National sovereignty in modern British history has been based on the idea of government by consent. The British electoral system may not be the fairest or most democratic in Europe. Its judicial system may be flawed. The clubbiness of its institutions may be archaic and in urgent need of reform. But people know whom to criticize, and whom to vote for. The British version of capitalism may be harsher than the French or the German, and the gap between rich and poor more pronounced. But if this means less official interference, most people are prepared to put up with it. “Europe” has not been driven so far by ideas
of democracy, individual freedom, or liberalism, but by economic efficiency, old European dreams of Continental unity, and an older generation’s fear of war.

The United Kingdom might well go the way of Bavaria, once a liberal and enlightened monarchy. The slow demise of the nation-state, if it is to happen, would be a melancholy spectacle, especially in Britain, for of all European countries, Britain has most to lose. The idea of Britain, after all, is a political one. The United Kingdom is not defined by a race, a culture, or a religion, but by laws and institutions, which have worked reasonably well to safeguard individual liberties. The idea of the French Republic is political too. But it is a Jacobin idea, stressing the will of the people, expressed by a strong state. Inevitably, as time passes, political institutions are encrusted with popular feeling.

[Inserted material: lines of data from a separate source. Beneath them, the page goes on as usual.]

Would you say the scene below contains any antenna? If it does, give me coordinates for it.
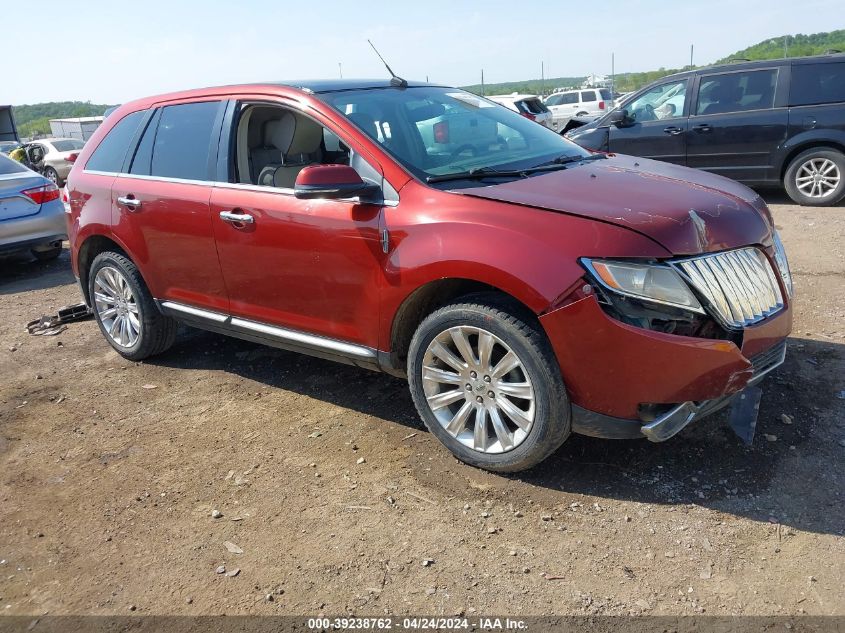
[367,40,408,88]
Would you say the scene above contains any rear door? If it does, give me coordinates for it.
[112,100,228,312]
[686,66,789,183]
[608,79,690,165]
[211,102,389,348]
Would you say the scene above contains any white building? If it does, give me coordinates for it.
[50,116,104,141]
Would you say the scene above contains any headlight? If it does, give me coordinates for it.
[581,258,704,313]
[774,231,792,297]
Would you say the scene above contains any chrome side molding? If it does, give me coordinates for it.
[158,300,378,365]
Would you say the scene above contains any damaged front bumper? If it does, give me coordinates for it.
[540,297,792,442]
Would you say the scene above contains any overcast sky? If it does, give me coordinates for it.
[0,0,845,105]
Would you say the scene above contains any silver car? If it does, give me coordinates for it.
[26,138,85,186]
[0,154,67,261]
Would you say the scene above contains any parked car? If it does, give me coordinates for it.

Loyalty to the nation is not a wholly rational thing. By any rational yardstick, much is wrong with British institutions, but transferring too much of their political authority to pan-European councils and commissions is to take the politics out of the British identity. And then you are left with nothing but bruised popular feelings. At best, this ends in displays of loud, pin-striped suits or camp,
Speccie
-style nostalgia. At worst it will explode in angry chauvinism. Both were in evidence at Blackpool.